Force est néanmoins de constater que, selon les enquêtes, entre 83% [1] et 93 % [2]des collectivités ayant mis en œuvre cette réforme en sont satisfaites, très loin de la situation désastreuse que le maire évoque.
Le maire prétend que le coût de la réforme est élevé sans chercher à l’évaluer
En utilisant les mêmes éléments de langage que ses collaborateurs lors des conseils d’école, le maire aborde ensuite le coût de la réforme mais le traduit automatiquement en augmentation d’impôts. Je suis en premier lieu ravi de constater que la commune intègre maintenant les futurs coûts de fonctionnement comme facteur de ses choix budgétaires. Si elle avait pris ce tournant rigoriste quelques années plus tôt, nous nous serions contentés d’un pôle culturel certes moins grandiose mais sans doute plus adapté à notre commune. En effet, aux 40 M€ d’investissements initiaux pour le Pôle culturel, dont au moins 15 seront à la charge de la ville dans les prochaines années, il faudra ajouter les frais de fonctionnement qui pourraient représenter jusqu’à 10% du coût des travaux, soit 3 M€ par an. Je n’évoque pas les équivalents en impôts des différents autres projets phare comme la mise en place de la vidéosurveillance ou le PPP-voirie.

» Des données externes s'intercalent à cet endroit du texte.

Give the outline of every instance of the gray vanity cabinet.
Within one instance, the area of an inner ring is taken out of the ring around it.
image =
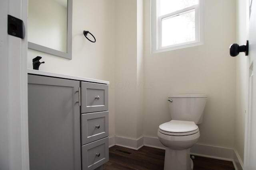
[[[103,170],[109,159],[109,82],[29,71],[30,170]]]
[[[81,82],[83,170],[103,170],[108,161],[108,86]]]
[[[79,81],[28,75],[30,170],[80,170]]]

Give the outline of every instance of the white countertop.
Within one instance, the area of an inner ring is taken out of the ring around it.
[[[93,78],[86,78],[85,77],[77,77],[76,76],[70,76],[69,75],[61,74],[59,74],[54,73],[46,71],[40,71],[37,70],[31,69],[28,69],[28,73],[32,74],[40,75],[50,77],[57,77],[67,79],[75,80],[80,81],[84,81],[92,82],[102,83],[109,84],[109,82],[107,81],[101,80],[100,80],[94,79]]]

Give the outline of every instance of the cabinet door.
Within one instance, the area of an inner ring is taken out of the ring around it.
[[[80,170],[78,81],[28,76],[30,170]]]
[[[81,113],[108,110],[108,86],[88,82],[81,82]]]

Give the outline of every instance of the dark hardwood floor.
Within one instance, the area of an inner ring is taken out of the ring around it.
[[[195,156],[194,170],[234,170],[232,162]],[[109,161],[104,170],[164,169],[164,150],[143,147],[138,150],[118,146],[109,149]]]

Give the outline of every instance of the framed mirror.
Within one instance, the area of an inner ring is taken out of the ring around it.
[[[72,59],[72,0],[29,0],[29,49]]]

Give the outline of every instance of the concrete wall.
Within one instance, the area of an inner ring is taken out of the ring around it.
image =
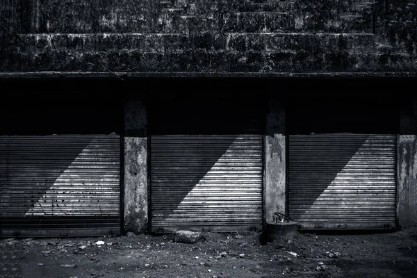
[[[391,3],[375,35],[374,3],[0,0],[0,72],[416,70],[412,24],[386,35],[388,20],[415,22],[414,6]]]
[[[128,99],[124,111],[124,229],[147,227],[147,119],[143,101]]]
[[[282,98],[268,96],[265,136],[264,215],[274,223],[275,213],[286,213],[285,111]]]
[[[417,222],[417,99],[401,106],[398,142],[398,214],[401,226]]]

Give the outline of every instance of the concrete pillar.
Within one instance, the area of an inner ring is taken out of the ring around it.
[[[286,213],[285,110],[279,97],[270,95],[267,101],[264,215],[272,224],[275,213]]]
[[[397,214],[400,225],[417,222],[417,99],[402,104],[398,142]]]
[[[143,101],[124,106],[124,229],[138,234],[148,222],[147,126]]]

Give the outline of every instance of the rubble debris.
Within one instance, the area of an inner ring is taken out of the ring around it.
[[[106,243],[103,240],[99,240],[95,243],[96,245],[104,245]]]
[[[293,256],[298,256],[298,255],[297,254],[297,253],[295,253],[295,252],[291,252],[291,251],[286,251],[286,253],[288,253],[288,254],[289,254],[290,255],[293,255]]]
[[[175,242],[184,243],[195,243],[200,238],[200,233],[190,231],[177,231]]]

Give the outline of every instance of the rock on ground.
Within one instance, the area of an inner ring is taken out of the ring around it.
[[[200,238],[200,233],[190,231],[177,231],[175,241],[177,243],[195,243]]]

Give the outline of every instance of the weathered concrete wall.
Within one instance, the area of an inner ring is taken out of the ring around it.
[[[269,95],[265,136],[264,215],[275,222],[275,213],[286,213],[285,111],[282,100]]]
[[[148,222],[147,113],[128,100],[124,111],[124,229],[140,233]]]
[[[401,226],[417,222],[417,136],[398,140],[398,221]]]
[[[417,222],[417,99],[400,107],[398,142],[398,214],[401,226]]]
[[[374,2],[0,0],[0,72],[415,70]]]

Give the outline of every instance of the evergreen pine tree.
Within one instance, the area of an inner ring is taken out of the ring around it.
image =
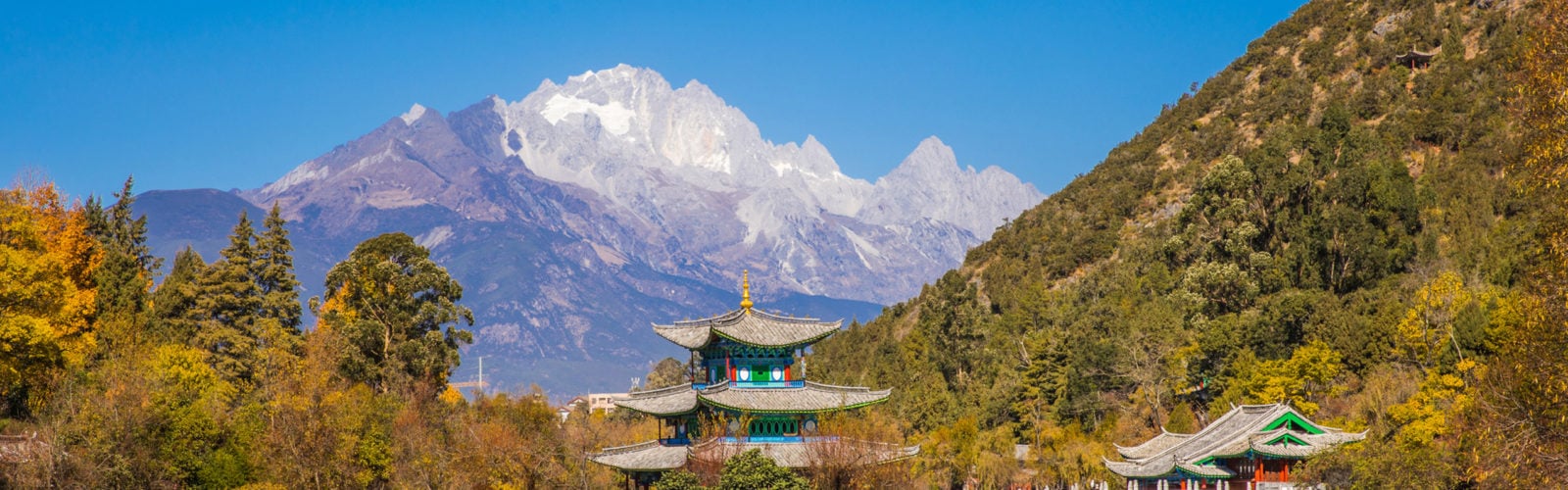
[[[256,286],[262,295],[260,317],[276,319],[278,328],[289,335],[299,333],[299,281],[293,275],[293,245],[284,228],[278,203],[262,221],[262,234],[256,239],[256,261],[251,262]]]
[[[154,272],[163,264],[147,247],[147,217],[130,217],[130,206],[136,201],[130,188],[132,177],[125,177],[113,206],[105,209],[96,198],[86,204],[88,232],[103,250],[103,262],[93,280],[105,347],[136,341],[138,325],[146,320]]]
[[[260,294],[251,278],[254,236],[251,218],[241,212],[229,236],[229,247],[220,251],[223,259],[202,273],[196,302],[196,347],[210,353],[209,363],[220,375],[241,386],[252,378],[257,357],[256,316]]]
[[[158,344],[183,342],[199,330],[201,278],[207,262],[190,245],[174,254],[174,269],[152,292],[152,336]]]

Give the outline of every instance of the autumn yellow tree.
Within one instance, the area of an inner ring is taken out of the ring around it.
[[[0,192],[0,411],[42,404],[55,368],[96,346],[94,242],[52,184]]]
[[[1483,487],[1568,485],[1568,2],[1537,2],[1513,97],[1519,188],[1540,212],[1541,258],[1505,303],[1502,346],[1469,410],[1469,476]]]

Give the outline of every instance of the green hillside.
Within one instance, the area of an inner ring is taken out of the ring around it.
[[[1311,2],[812,368],[895,388],[939,482],[1005,482],[1013,443],[1044,482],[1112,479],[1112,443],[1278,400],[1370,429],[1309,479],[1486,482],[1465,413],[1530,311],[1510,101],[1538,17]]]

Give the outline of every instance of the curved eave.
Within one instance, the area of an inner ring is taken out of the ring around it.
[[[655,324],[654,333],[674,342],[676,346],[685,347],[687,350],[707,347],[707,344],[713,341],[713,330],[709,327],[671,327]]]
[[[602,452],[590,454],[588,460],[621,471],[670,471],[685,466],[690,454],[688,446],[663,446],[659,441],[646,441],[608,448]]]
[[[842,320],[837,322],[837,324],[815,325],[818,328],[818,331],[814,331],[814,333],[811,333],[808,336],[803,336],[803,338],[793,338],[793,339],[789,339],[789,341],[784,341],[784,342],[778,342],[778,344],[771,344],[771,342],[760,341],[760,339],[756,339],[756,338],[746,338],[743,333],[724,331],[724,328],[713,328],[713,335],[718,336],[718,338],[728,339],[731,342],[745,344],[745,346],[751,346],[751,347],[781,349],[781,347],[795,347],[795,346],[804,346],[804,344],[817,342],[820,339],[825,339],[825,338],[837,333],[840,325],[842,325]],[[801,327],[811,327],[811,325],[801,325]]]
[[[1163,462],[1160,465],[1138,465],[1131,462],[1113,462],[1105,457],[1101,457],[1101,462],[1105,463],[1105,470],[1110,470],[1110,473],[1134,479],[1163,477],[1176,470],[1176,465],[1170,462]]]
[[[615,400],[616,407],[654,416],[676,416],[693,413],[698,408],[696,391],[691,385],[677,385],[652,391],[633,393]]]
[[[898,448],[898,454],[894,457],[877,462],[878,465],[897,463],[911,457],[920,455],[920,446],[905,446]]]
[[[842,389],[842,391],[840,391]],[[698,399],[715,408],[743,413],[826,413],[855,410],[886,402],[892,389],[870,391],[817,385],[804,388],[729,388],[698,393]]]
[[[1236,473],[1231,473],[1231,471],[1228,471],[1225,468],[1218,468],[1218,466],[1198,466],[1198,465],[1185,465],[1185,463],[1176,465],[1176,471],[1187,473],[1187,474],[1192,474],[1192,476],[1196,476],[1196,477],[1234,477],[1236,476]]]

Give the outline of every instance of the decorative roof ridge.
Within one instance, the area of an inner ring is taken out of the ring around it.
[[[677,322],[673,322],[673,324],[657,324],[657,322],[654,322],[652,325],[654,325],[654,328],[701,328],[701,327],[713,327],[713,325],[728,324],[728,322],[740,319],[742,316],[746,316],[746,314],[748,313],[745,309],[731,309],[731,311],[726,311],[726,313],[721,313],[721,314],[715,314],[715,316],[710,316],[710,317],[691,319],[691,320],[677,320]],[[844,324],[844,319],[823,320],[823,319],[804,317],[804,316],[803,317],[779,316],[779,314],[767,313],[767,311],[759,309],[759,308],[753,308],[750,314],[751,316],[757,316],[757,317],[764,317],[764,319],[768,319],[768,320],[775,320],[775,322],[779,322],[779,324],[793,324],[793,325],[825,325],[825,324],[833,324],[833,322]]]
[[[682,388],[685,391],[696,391],[696,389],[691,388],[691,383],[685,383],[685,385],[674,385],[674,386],[665,386],[665,388],[655,388],[655,389],[627,393],[626,396],[615,397],[615,400],[621,402],[621,400],[641,400],[641,399],[660,397],[660,396],[671,394],[671,393],[681,393]]]
[[[668,324],[668,325],[654,324],[654,328],[699,328],[699,327],[713,327],[713,324],[740,317],[745,313],[746,313],[745,309],[731,309],[731,311],[720,313],[720,314],[715,314],[715,316],[710,316],[710,317],[706,317],[706,319],[679,320],[679,322]]]
[[[1181,433],[1181,432],[1170,432],[1170,430],[1165,430],[1165,426],[1163,426],[1163,424],[1160,426],[1160,435],[1174,435],[1174,437],[1193,437],[1192,433]]]
[[[1259,415],[1261,413],[1261,415],[1264,415],[1262,418],[1258,418],[1256,421],[1253,421],[1250,426],[1242,426],[1240,430],[1236,430],[1239,435],[1242,435],[1242,438],[1248,444],[1251,444],[1253,441],[1251,441],[1250,437],[1253,433],[1258,433],[1261,429],[1267,427],[1269,422],[1278,419],[1284,413],[1295,413],[1295,408],[1290,408],[1289,404],[1240,405],[1236,410],[1226,411],[1223,416],[1220,416],[1218,419],[1215,419],[1214,422],[1210,422],[1209,427],[1221,427],[1221,422],[1231,419],[1231,416],[1237,415],[1237,413],[1248,413],[1248,415]],[[1297,413],[1297,416],[1300,416],[1303,419],[1306,418],[1305,415],[1300,415],[1300,413]],[[1207,432],[1209,427],[1203,427],[1204,430],[1198,430],[1198,433]],[[1215,430],[1218,430],[1218,429],[1215,429]],[[1193,440],[1198,440],[1198,438],[1193,438]],[[1198,459],[1198,460],[1201,460],[1201,459],[1204,459],[1207,455],[1212,455],[1215,451],[1218,451],[1226,443],[1231,443],[1234,440],[1236,440],[1236,437],[1232,435],[1232,437],[1225,438],[1225,440],[1210,441],[1207,446],[1200,446],[1198,451],[1193,451],[1190,455],[1195,457],[1195,459]],[[1167,451],[1174,451],[1176,448],[1185,446],[1187,443],[1189,441],[1182,441],[1179,444],[1171,446]]]
[[[762,309],[753,309],[751,314],[753,316],[759,316],[759,317],[765,317],[765,319],[770,319],[770,320],[775,320],[775,322],[782,322],[782,324],[833,324],[833,320],[823,320],[823,319],[814,319],[814,317],[795,317],[795,316],[792,316],[792,317],[782,317],[782,316],[771,314],[771,313],[767,313],[767,311],[762,311]],[[839,319],[837,322],[842,324],[844,319]]]
[[[1137,462],[1142,466],[1142,465],[1152,463],[1157,459],[1163,457],[1163,459],[1168,459],[1171,462],[1171,465],[1178,465],[1178,463],[1187,460],[1187,459],[1178,459],[1176,457],[1176,454],[1181,452],[1182,448],[1185,448],[1189,444],[1193,444],[1193,443],[1203,441],[1203,437],[1207,435],[1209,432],[1218,432],[1218,430],[1225,429],[1225,426],[1231,419],[1240,416],[1242,413],[1247,413],[1247,415],[1267,415],[1267,416],[1261,418],[1261,419],[1264,419],[1262,424],[1267,424],[1267,421],[1272,421],[1272,419],[1278,418],[1278,415],[1273,415],[1273,413],[1279,411],[1281,408],[1290,410],[1290,407],[1284,405],[1284,404],[1240,405],[1240,407],[1231,408],[1231,411],[1226,411],[1220,418],[1214,419],[1212,422],[1209,422],[1207,426],[1204,426],[1203,429],[1200,429],[1196,433],[1192,433],[1192,437],[1185,437],[1185,438],[1182,438],[1182,441],[1179,441],[1176,444],[1171,444],[1170,448],[1160,449],[1159,452],[1149,454],[1149,455],[1146,455],[1143,459],[1137,459]],[[1259,422],[1254,421],[1248,427],[1243,427],[1242,430],[1237,430],[1240,433],[1245,433],[1245,437],[1248,437],[1248,438],[1245,438],[1248,444],[1251,444],[1251,438],[1250,438],[1251,432],[1258,432],[1258,429],[1262,429],[1262,426],[1258,426],[1258,424]],[[1165,427],[1160,427],[1160,432],[1165,432]],[[1196,460],[1201,460],[1203,457],[1209,455],[1210,452],[1217,451],[1218,448],[1221,448],[1223,444],[1226,444],[1226,443],[1229,443],[1232,440],[1234,440],[1234,435],[1232,437],[1226,437],[1223,440],[1210,441],[1206,446],[1195,446],[1193,449],[1196,449],[1196,451],[1190,451],[1187,455],[1193,457]],[[1129,462],[1131,460],[1134,460],[1134,459],[1129,459]]]
[[[641,441],[641,443],[637,443],[637,444],[604,448],[604,449],[599,449],[599,452],[594,452],[594,454],[590,454],[590,455],[591,457],[601,457],[601,455],[627,454],[627,452],[643,451],[643,449],[648,449],[648,448],[652,448],[652,446],[659,446],[659,440]]]
[[[837,391],[837,393],[887,393],[892,394],[892,388],[887,389],[872,389],[867,386],[839,386],[839,385],[823,385],[817,382],[806,382],[808,388],[817,388],[822,391]]]

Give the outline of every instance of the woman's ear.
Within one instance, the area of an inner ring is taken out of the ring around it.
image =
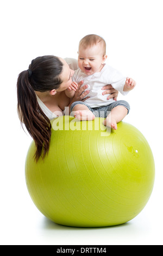
[[[57,92],[55,90],[55,89],[53,89],[53,90],[52,90],[50,91],[50,94],[51,94],[51,95],[55,95],[56,93],[57,93]]]
[[[108,57],[107,55],[104,55],[103,56],[102,64],[103,64],[105,62],[105,61],[107,57]]]

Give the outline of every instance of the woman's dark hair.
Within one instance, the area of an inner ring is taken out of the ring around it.
[[[40,108],[35,91],[58,89],[62,82],[60,78],[62,66],[62,63],[55,56],[39,57],[32,60],[29,70],[20,73],[17,79],[18,114],[22,126],[24,124],[35,143],[36,161],[41,156],[43,159],[48,151],[51,124]]]

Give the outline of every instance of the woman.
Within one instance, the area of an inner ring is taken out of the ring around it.
[[[73,102],[85,100],[89,93],[87,90],[84,92],[87,86],[80,88],[81,81],[71,100],[66,96],[64,90],[71,85],[73,70],[78,67],[76,60],[65,59],[54,56],[37,57],[32,60],[29,69],[22,71],[18,77],[18,114],[21,124],[24,123],[35,142],[36,161],[40,156],[43,158],[48,151],[50,120],[62,115],[65,107],[70,107]],[[103,88],[106,89],[103,94],[111,93],[110,98],[116,97],[118,93],[111,86]]]

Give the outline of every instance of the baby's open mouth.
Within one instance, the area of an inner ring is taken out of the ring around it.
[[[85,69],[86,70],[86,71],[89,71],[91,69],[91,68],[86,68],[86,67],[84,67]]]

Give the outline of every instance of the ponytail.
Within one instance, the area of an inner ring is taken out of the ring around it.
[[[50,120],[40,108],[29,77],[29,71],[22,71],[17,83],[17,111],[21,125],[24,124],[34,139],[36,150],[35,159],[43,159],[49,148],[51,137]]]

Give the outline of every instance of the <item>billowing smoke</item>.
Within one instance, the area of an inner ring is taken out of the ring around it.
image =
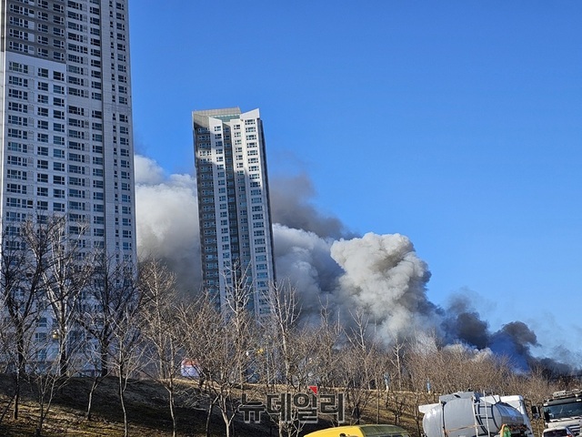
[[[434,326],[435,306],[426,298],[430,272],[405,236],[368,233],[336,241],[332,258],[344,269],[339,293],[372,316],[387,340]]]
[[[171,267],[181,290],[200,290],[201,269],[196,180],[164,176],[152,159],[135,156],[135,215],[140,258]]]
[[[136,156],[135,180],[140,256],[163,260],[184,290],[198,291],[195,178],[166,177],[155,161]],[[525,323],[510,322],[491,332],[467,292],[454,296],[446,309],[433,304],[426,295],[430,272],[406,237],[348,234],[339,219],[310,203],[314,190],[305,175],[271,178],[270,189],[277,279],[296,289],[305,320],[316,320],[322,304],[345,320],[364,311],[386,342],[431,331],[451,345],[474,349],[477,357],[508,354],[522,369],[535,363],[557,369],[552,360],[532,358],[537,339]]]
[[[276,178],[271,181],[270,190],[271,214],[275,222],[323,238],[338,239],[348,235],[338,218],[320,214],[309,203],[315,189],[306,175]]]

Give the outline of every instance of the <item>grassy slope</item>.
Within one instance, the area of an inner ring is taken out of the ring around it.
[[[0,375],[0,415],[9,402],[14,382],[11,377]],[[44,425],[43,435],[45,437],[115,437],[122,436],[124,432],[123,413],[117,397],[116,380],[105,380],[95,391],[94,397],[93,421],[85,420],[87,404],[87,394],[91,386],[88,379],[74,379],[55,396],[51,412]],[[382,394],[384,396],[384,393]],[[420,400],[420,403],[435,401],[432,396]],[[412,436],[418,436],[416,422],[413,416],[416,410],[411,393],[399,393],[404,400],[403,414],[400,426],[406,428]],[[134,381],[127,388],[128,418],[130,435],[171,436],[171,419],[166,401],[166,392],[153,381]],[[261,399],[257,394],[256,399]],[[395,423],[395,404],[390,401],[385,407],[385,400],[380,400],[379,416],[381,423]],[[349,417],[346,409],[346,419]],[[376,392],[363,414],[362,422],[375,423],[378,414]],[[177,410],[178,435],[181,437],[198,437],[205,434],[206,411],[203,408],[186,408]],[[25,437],[33,436],[38,418],[38,405],[28,391],[23,393],[21,418],[18,421],[10,419],[10,412],[0,423],[0,436]],[[276,429],[266,421],[261,424],[246,424],[242,422],[240,414],[236,416],[236,435],[251,437],[261,435],[277,435]],[[320,421],[317,425],[306,426],[304,432],[311,432],[326,427]],[[222,418],[216,412],[212,421],[212,435],[224,435]]]

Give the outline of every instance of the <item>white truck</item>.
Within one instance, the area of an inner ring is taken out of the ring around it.
[[[421,405],[426,437],[534,437],[524,399],[459,391]]]
[[[544,401],[541,412],[535,406],[532,412],[544,418],[547,429],[567,427],[575,435],[580,435],[582,390],[555,391]]]

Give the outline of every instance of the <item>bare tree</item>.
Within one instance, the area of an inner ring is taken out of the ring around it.
[[[346,332],[346,344],[341,351],[338,374],[346,392],[350,422],[359,423],[363,411],[373,399],[377,381],[376,376],[381,372],[382,351],[379,343],[368,332],[369,317],[363,311],[352,314],[354,327]]]
[[[65,376],[71,360],[83,343],[76,323],[81,297],[93,272],[93,261],[81,244],[85,223],[69,223],[65,216],[50,216],[36,232],[26,232],[26,242],[40,262],[44,259],[43,286],[53,318],[52,335],[58,342],[58,373]],[[75,232],[71,232],[75,228]],[[45,234],[48,250],[35,244],[40,233]],[[75,237],[76,236],[76,237]]]
[[[185,335],[177,317],[176,277],[160,262],[150,259],[140,265],[139,284],[144,295],[142,333],[149,363],[145,371],[167,392],[172,435],[176,436],[176,380],[180,375],[184,358],[182,340]]]
[[[112,357],[116,357],[115,347],[119,336],[116,330],[123,329],[126,317],[133,314],[134,307],[139,303],[135,265],[105,252],[97,253],[93,260],[92,280],[86,288],[86,299],[83,300],[78,318],[86,337],[85,358],[93,374],[87,420],[91,420],[95,391],[109,375]]]
[[[44,315],[44,274],[50,252],[47,226],[39,227],[27,218],[22,222],[5,222],[2,229],[0,251],[0,293],[4,301],[6,331],[14,341],[6,359],[15,375],[13,418],[18,419],[20,392],[26,363],[34,355],[34,340],[39,325],[46,326]]]
[[[124,415],[124,436],[129,435],[129,421],[125,404],[125,391],[132,376],[136,375],[141,366],[141,293],[132,294],[129,301],[112,321],[112,366],[117,376],[117,392]]]

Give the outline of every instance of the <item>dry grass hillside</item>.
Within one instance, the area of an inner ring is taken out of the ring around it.
[[[117,396],[117,381],[115,379],[105,380],[97,389],[94,398],[93,418],[88,422],[85,418],[87,396],[91,381],[88,379],[73,379],[54,397],[51,410],[43,426],[43,436],[45,437],[115,437],[124,435],[124,420],[121,404]],[[14,382],[9,376],[0,375],[0,415],[5,412],[0,422],[0,436],[25,437],[34,436],[38,421],[38,402],[34,398],[30,388],[23,393],[20,418],[11,419],[12,406],[9,406],[10,395]],[[253,388],[247,391],[252,392]],[[414,393],[395,392],[380,393],[378,399],[376,391],[370,392],[369,399],[362,414],[365,423],[396,423],[407,429],[412,436],[420,433],[420,421],[416,414],[416,405],[435,401],[432,395],[416,396]],[[256,394],[256,399],[260,399]],[[127,415],[132,436],[171,436],[172,422],[166,391],[159,385],[150,381],[135,381],[126,391],[128,404]],[[181,399],[177,408],[178,435],[181,437],[205,436],[206,421],[206,405],[186,406],[185,399]],[[346,419],[349,408],[346,408]],[[265,418],[264,418],[265,419]],[[329,425],[320,421],[317,425],[306,426],[303,433],[325,428]],[[239,437],[277,435],[277,430],[268,420],[260,424],[243,422],[242,415],[235,417],[235,433]],[[211,435],[225,435],[224,422],[216,411],[212,418]]]

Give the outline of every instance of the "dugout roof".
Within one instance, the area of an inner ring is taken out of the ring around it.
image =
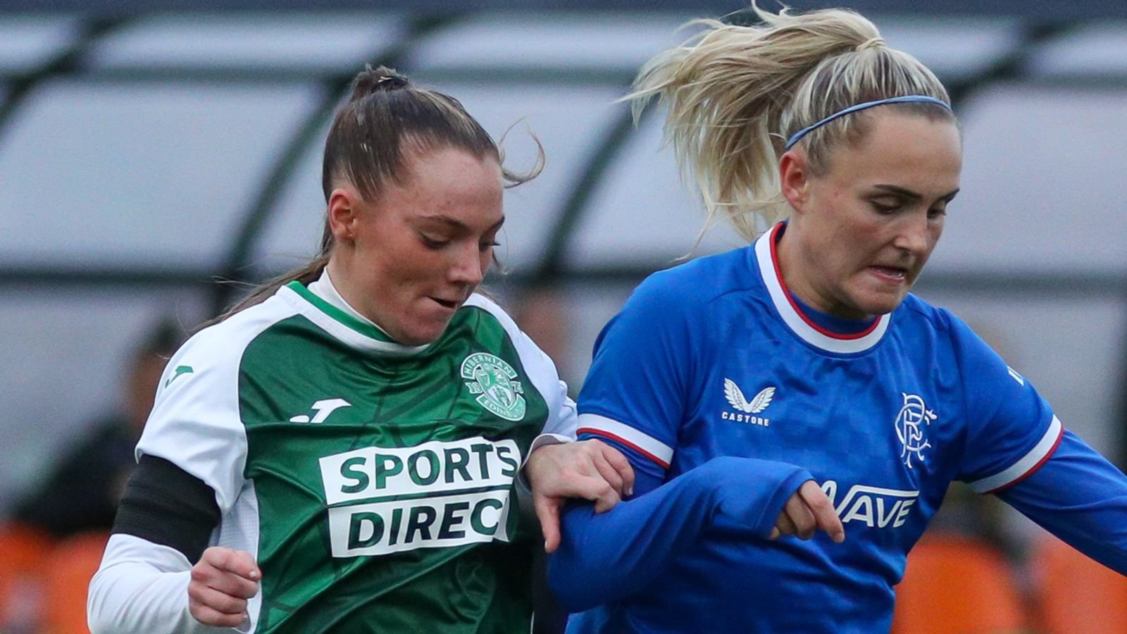
[[[820,6],[795,2],[796,8]],[[834,3],[836,5],[836,3]],[[1127,5],[852,2],[952,93],[962,193],[919,290],[952,307],[1113,456],[1127,325]],[[987,6],[988,5],[988,6]],[[543,175],[506,194],[503,297],[557,289],[558,359],[702,221],[659,116],[615,103],[678,25],[743,5],[416,0],[33,2],[0,9],[0,464],[6,495],[116,398],[132,342],[303,262],[320,147],[364,62],[460,98]],[[278,9],[282,7],[282,9]],[[710,230],[695,254],[739,240]],[[515,301],[515,299],[514,299]]]

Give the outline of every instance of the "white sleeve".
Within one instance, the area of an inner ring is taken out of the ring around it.
[[[188,611],[192,564],[179,551],[132,535],[113,535],[90,580],[86,614],[92,634],[246,632],[211,627]]]
[[[250,324],[248,328],[241,315],[201,331],[172,355],[136,448],[139,459],[141,455],[160,457],[203,481],[215,492],[224,518],[247,484],[239,360],[246,344],[265,327]],[[91,631],[237,632],[205,626],[188,613],[190,570],[187,557],[175,548],[113,535],[90,582],[87,616]]]
[[[478,306],[497,318],[505,332],[508,333],[513,346],[516,347],[516,353],[521,356],[521,364],[524,366],[529,380],[548,404],[548,420],[544,422],[544,429],[532,442],[529,452],[531,454],[533,449],[543,444],[575,440],[577,429],[575,402],[568,397],[567,384],[560,380],[556,363],[492,300],[474,293],[467,303]]]
[[[260,332],[239,325],[206,328],[172,355],[136,449],[139,459],[163,458],[203,481],[221,513],[242,490],[247,433],[239,415],[239,363]]]

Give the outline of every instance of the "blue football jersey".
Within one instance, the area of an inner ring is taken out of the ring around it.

Tout au long de cette « concertation », les parents ont demandé aux services municipaux une évaluation du coût de cette réforme pour notre ville. Ils ont toujours, jusqu’aux derniers conseils d’école, refusé d’évoquer des chiffres au prétexte que les associations ne pouvaient rien proposer faute d’enveloppe horaire.
Comme la mairie attendait une « décision » unanime de parents qui eux-mêmes souhaitaient se prononcer sur la base des contraintes et propositions des associations, on comprend aisément la gêne des services municipaux face à ce serpent qui se mord la queue.
À défaut d’évaluation précise du coût pour notre commune, le maire avance maintenant des chiffres (350 € ; 450 € …) peu crédibles tant ils sont trop éloignés des données disponibles :
Je retiens donc l’évaluation de l’Association des maires de France, soit 150€ par enfant et par an. Le budget consacré à la réforme des rythmes scolaires représente donc pour la ville du Plessis-Robinson 480 000 € par an, soit 17,10 € par habitant (sans en déduire les aides de l’état et de la CAF) qui peuvent être engagés en trouvant des économies sur d’autres budgets sans qu’il soit nécessaire de sortir l’épouvantail des impôts à moins que… cela ne soit qu’un moyen bien facile d’annoncer une hausse que le maire sait inévitable indépendamment de cette réforme ?
À l’aune des choix et investissements réalisés ces dernières années, la réforme des rythmes scolaires aura donc un coût marginal pour une ville comme le Plessis-Robinson. Ce coût sera d’autant plus marginal que les aides offertes ne sont pas négligeables : aux 50 € par enfant apportés par l’État la première année, s’ajoute l’aide de la CAF dont le maire ne fait pas mention et qui représente quand même 54 € par enfant [3] et par an de manière pérenne, soit le tiers des coûts estimés.
La mairie n’aurait pas les locaux nécessaires…
Les collaborateurs du maire opposent ensuite lors des conseils d’école un autre argument contre cette réforme : l’absence de locaux pour accueillir les enfants. L’un d’eux s’indignait à l’idée de « construire des équipements pour une heure par jour ». Je ne reviens pas sur la vacuité d’un tel argument : combien de temps les restaurants scolaires sont-ils utilisés sans que personne songe à ne pas en construire ? Combien d’heures par an la nouvelle salle de spectacle sera-t-elle utilisée ?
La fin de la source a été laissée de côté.